China devastation: measuring stress build-up can help predict aftershocks. Credit: Nir Elias/REUTERS

An analysis of the seismic stress changes in China’s Sichuan basin has been published just 8 weeks after a magnitude 7.9 earthquake there killed more than 60,000 people and left millions homeless. The rapid calculation and publication1 brings accurate forecasting of aftershocks a step closer, experts say.

Tom Parsons of the US Geological Survey in Menlo Park, California, and his colleagues describe several large faults in the basin that faced increases in stress as a result of the earthquake’s main shock on 12 May. These fault sections are more likely than others to produce large aftershocks in the near future.

It is still not possible to accurately predict whether and when massive after-quakes might occur, such as the 6.0 aftershock northeast of the original epicentre that killed eight people and destroyed thousands of buildings. But experts say the study shows that it is now feasible to rapidly calculate the propagation of stress in the crust in the immediate aftermath of a major earthquake, even in areas as geologically complex as the Sichuan basin.

Such data could be used to produce large-scale maps of high-risk zones, significantly improving efforts to protect civilians in disaster regions. “We can’t predict earthquakes — many scientists think we may never be able to — but we can do a lot better than nothing,” says John McCloskey, a geophysicist at the University of Ulster in Colerain, UK.

Current global earthquake hazard maps are too vague to help local emergency planners mitigate risks effectively. So a main goal of earthquake physics is to identify zones of particularly high seismic risk.

McCloskey and his colleagues analysed seismic stress perturbations in the surrounding crust after the devastating 2004 Sumatra earthquake and tsunami2. Using essentially the same methods that Parsons and his team applied in estimating the stress redistribution after the Sichuan rupture, McCloskey’s team successfully forecast the large quake in Sumatra in March 2005 that was triggered by the earlier rupture.

The geology of the Sichuan region is poorly understood and much more complex than the Sumatran zone, making it harder to forecast aftershocks.
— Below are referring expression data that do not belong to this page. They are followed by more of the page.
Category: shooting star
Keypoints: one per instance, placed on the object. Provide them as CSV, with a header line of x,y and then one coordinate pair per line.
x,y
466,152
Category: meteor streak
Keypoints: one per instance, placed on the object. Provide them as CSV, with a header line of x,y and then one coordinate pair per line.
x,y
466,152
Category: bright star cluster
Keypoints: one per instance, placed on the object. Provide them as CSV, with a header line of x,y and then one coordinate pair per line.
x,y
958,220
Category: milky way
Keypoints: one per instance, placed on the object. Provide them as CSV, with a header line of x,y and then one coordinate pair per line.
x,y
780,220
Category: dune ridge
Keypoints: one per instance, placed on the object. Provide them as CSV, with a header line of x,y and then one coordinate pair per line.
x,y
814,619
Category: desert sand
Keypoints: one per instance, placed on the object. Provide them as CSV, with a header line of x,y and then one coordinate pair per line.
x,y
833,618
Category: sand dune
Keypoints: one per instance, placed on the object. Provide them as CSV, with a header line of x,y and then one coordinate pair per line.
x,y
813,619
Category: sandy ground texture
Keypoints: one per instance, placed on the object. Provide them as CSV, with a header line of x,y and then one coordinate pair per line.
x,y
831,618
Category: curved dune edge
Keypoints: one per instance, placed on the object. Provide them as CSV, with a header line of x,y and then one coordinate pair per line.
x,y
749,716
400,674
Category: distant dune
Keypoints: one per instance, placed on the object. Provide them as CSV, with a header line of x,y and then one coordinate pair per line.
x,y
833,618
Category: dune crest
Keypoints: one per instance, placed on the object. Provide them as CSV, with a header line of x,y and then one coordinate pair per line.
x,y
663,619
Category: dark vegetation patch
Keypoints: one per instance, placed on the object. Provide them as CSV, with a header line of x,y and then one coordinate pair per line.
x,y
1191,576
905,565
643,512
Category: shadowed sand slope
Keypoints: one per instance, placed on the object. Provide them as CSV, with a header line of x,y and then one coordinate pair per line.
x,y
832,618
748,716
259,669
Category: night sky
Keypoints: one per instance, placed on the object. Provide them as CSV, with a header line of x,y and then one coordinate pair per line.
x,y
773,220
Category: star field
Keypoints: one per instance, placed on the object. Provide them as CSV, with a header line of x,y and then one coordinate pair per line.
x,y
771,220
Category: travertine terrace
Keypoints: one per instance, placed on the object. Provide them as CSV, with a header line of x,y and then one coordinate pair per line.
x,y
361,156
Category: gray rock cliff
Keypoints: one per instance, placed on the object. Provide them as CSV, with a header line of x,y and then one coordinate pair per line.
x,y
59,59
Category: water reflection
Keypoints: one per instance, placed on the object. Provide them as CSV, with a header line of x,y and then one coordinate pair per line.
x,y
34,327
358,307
The seismic history of the region is also unclear. Large earthquakes are much less frequent there — every 2,000 to 10,000 years, according to an analysis published this month3 — than in Sumatra.

“It is easy to retrospectively explain why an earthquake has happened at a particular place,” McCloskey says. “But prospectively, what Parson and his colleagues have done is the best science we have at the moment.”

McCloskey is setting up a group to systematically analyse changes in seismic stress in the immediate aftermath of future large earthquakes. The goal is to forecast within 12 hours the likelihood of big aftershocks, and map the high-risk ‘red zones’.

“We have the methods to say strong things about what might happen days, months or years after the main shock,” he says. “Aftershock forecasts will never be perfect. But in the absence of knowing something definite we’re still able to advise people on the balance of probabilities.”

McCloskey hopes that a scientific journal, such as Nature, will provide a forum for rapid dissemination of information such as daily hazard maps after a major quake.

But Philip Campbell, editor-in-chief of Nature, thinks such information would be better placed elsewhere because the peer-review process can slow things down. “Rushing the publication of such studies would not be good, as they usually improve quite a bit during peer review,” he says.*